Another Lynnwood girls basketball player is getting her chance to take her talents to the top level of women’s college basketball.
Royals standout Nakia Boston has signed a National Letter of Intent to continue her hoops career with NCAA Division-I Portland State University. She’s the fourth Lynnwood girls basketball player to sign with a D-I school since 2016.
“I’m so excited and I’m so blessed to be in the situation I’m in,” Boston said. “Just because it’s been a dream ever since I started playing in first grade. I knew I wanted to play college basketball, and not a lot of people get that opportunity. I’m so thankful for where I am.”
Boston said she felt a “family environment” at Portland State.
“I love the coaching staff. They’re so nice. They’re so kind,” she said. “And I just wanted a school that felt like a home away from home. Somewhere I was comfortable. Somewhere I was gonna grow on and off the court, and Portland State was the best offer for me.”
The 5-foot-9 guard joins her older sister, Kaprice, and fellow Lynnwood products Mikayla Pivec and Jordyn Edwards as Royals who’ve recently signed D-I scholarships.
Boston said her older sister helped her “tremendously” through the process with tips from her own experiences.
“She helped me understand that the college to high school jump is huge,” Boston said. “So when you’re in high school the summer going into college, you need to prepare for it. She also told me how you’re a student-athlete, and student is before athlete for a reason. You have to take care of your in-the-classroom work before you can even step on the court.”
Boston said Portland State offered her just a few days before she announced her commitment on Twitter on April 9.
— Nakia Faith Boston (@nbostonballer) April 10, 2020
“We have kept our eye on Nakia the past couple of years and she had a breakout year during her senior season,” Portland State University women’s basketball coach Lynn Kennedy said in a press release from the school’s athletics department. “She really impressed us with her ability to score the basketball. Whether she is knocking down 3’s or attacking the basket, Nakia finds a way to score.

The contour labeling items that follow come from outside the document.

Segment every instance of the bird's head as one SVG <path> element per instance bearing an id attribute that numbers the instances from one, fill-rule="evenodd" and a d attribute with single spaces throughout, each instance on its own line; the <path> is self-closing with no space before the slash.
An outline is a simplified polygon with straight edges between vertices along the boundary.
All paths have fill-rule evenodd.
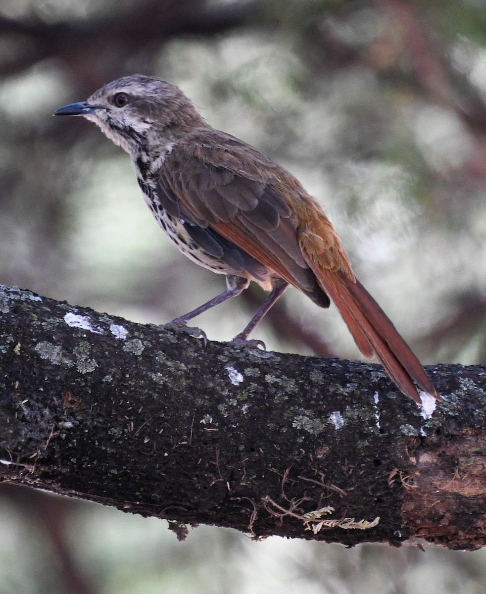
<path id="1" fill-rule="evenodd" d="M 169 143 L 204 121 L 175 85 L 134 74 L 103 85 L 87 101 L 70 103 L 54 115 L 81 115 L 130 154 Z"/>

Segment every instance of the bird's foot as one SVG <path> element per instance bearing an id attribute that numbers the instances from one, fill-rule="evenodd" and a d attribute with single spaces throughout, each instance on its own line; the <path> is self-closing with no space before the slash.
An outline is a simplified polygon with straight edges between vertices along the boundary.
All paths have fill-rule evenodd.
<path id="1" fill-rule="evenodd" d="M 242 338 L 239 335 L 236 335 L 232 340 L 229 340 L 226 344 L 230 345 L 231 346 L 253 347 L 255 349 L 261 347 L 264 350 L 267 350 L 265 343 L 263 340 L 256 339 L 248 340 L 245 338 Z"/>
<path id="2" fill-rule="evenodd" d="M 176 318 L 172 322 L 168 322 L 167 324 L 161 324 L 160 328 L 165 330 L 174 330 L 175 332 L 185 332 L 193 338 L 202 338 L 204 342 L 204 346 L 207 344 L 207 336 L 206 333 L 201 330 L 200 328 L 191 328 L 186 326 L 186 322 L 184 320 Z"/>

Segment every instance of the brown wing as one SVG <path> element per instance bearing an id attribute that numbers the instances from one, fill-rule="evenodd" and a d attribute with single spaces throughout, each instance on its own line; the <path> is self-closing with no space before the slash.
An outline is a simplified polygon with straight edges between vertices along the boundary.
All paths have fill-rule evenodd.
<path id="1" fill-rule="evenodd" d="M 160 172 L 162 206 L 174 216 L 216 232 L 327 307 L 329 298 L 302 256 L 291 209 L 276 189 L 277 166 L 241 141 L 228 138 L 223 146 L 204 146 L 192 138 L 173 148 Z M 238 153 L 243 153 L 239 158 Z M 256 157 L 250 159 L 248 153 Z M 255 158 L 266 161 L 260 173 Z"/>

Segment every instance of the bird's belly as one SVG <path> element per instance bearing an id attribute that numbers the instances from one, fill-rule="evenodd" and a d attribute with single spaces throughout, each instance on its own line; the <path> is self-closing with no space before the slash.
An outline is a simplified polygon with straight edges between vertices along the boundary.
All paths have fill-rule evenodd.
<path id="1" fill-rule="evenodd" d="M 153 213 L 159 225 L 167 236 L 185 256 L 204 268 L 220 274 L 233 274 L 232 270 L 217 258 L 204 251 L 189 235 L 182 222 L 168 214 L 163 209 Z"/>

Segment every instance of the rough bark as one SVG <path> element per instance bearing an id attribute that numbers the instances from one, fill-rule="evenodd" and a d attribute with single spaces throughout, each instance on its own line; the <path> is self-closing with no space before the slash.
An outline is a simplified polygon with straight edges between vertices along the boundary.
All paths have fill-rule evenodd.
<path id="1" fill-rule="evenodd" d="M 377 365 L 205 346 L 0 286 L 0 480 L 181 537 L 203 523 L 477 548 L 485 368 L 430 371 L 444 402 L 421 409 Z"/>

“She is also a tough defender. This past season she showed she has the intensity and desire to compete and defend the best players. She will bring energy and excitement to our team.”
Boston finished her career at Lynnwood with an impressive senior year. The Royals finished just 8-12 while dealing with injuries and the loss of last season’s leading scorer, Amaya Kirkman, who transferred to a school in New Mexico. But Boston was nearly unstoppable all season long as the team’s clear No. 1 option, even as she took on the role of point guard.
“She’s a kiddo where she can get her buckets whenever she needs to,” Lynnwood girls basketball coach Brandon Newby said. “It’s getting everybody else their shots and getting everything else within the system of the game plan, and she can get hers whenever she needs to. It’s always nice to have someone when the shot clock is running down, you know they can get their own shot.
“I wasn’t concerned about those things. It was, ‘was she going to get her teammates involved?’ And she did a good job of that.”
Boston said the biggest transition into her role this season was taking on the leadership that comes along with playing point guard.
“Most of the time the point guard is the coach on the court, and my team needed a lot of that this year,” Boston said.
She finished the season averaging 24 points, six rebounds, four assists and 3.5 steals per game. Her scoring output never dipped below 15 points in a single contest, and she scored 30 points or more five times.
Boston, who was named to The Herald’s All-Area first team and was a Class 3A all-state honorable mention by The Associated Press, passed the 1,000-point mark for her career with 22 points in a 39-38 loss to Snohomish on Jan. 16.
Despite all the individual accomplishments, Boston said she was most proud of the growth and resiliency her team showed this season.
“I was just excited to prepare the younger girls to come up, because being a Lynnwood player isn’t just about when you’re there,” Boston said. “It’s about the legacy they have. I saw my sister and Mikayla Pivec and Jojo (Jordyn) Edwards (play). The legacy is the most important thing and preparing the young girls and being the leader. So I was just proud of how my team did that and overcame every challenge.”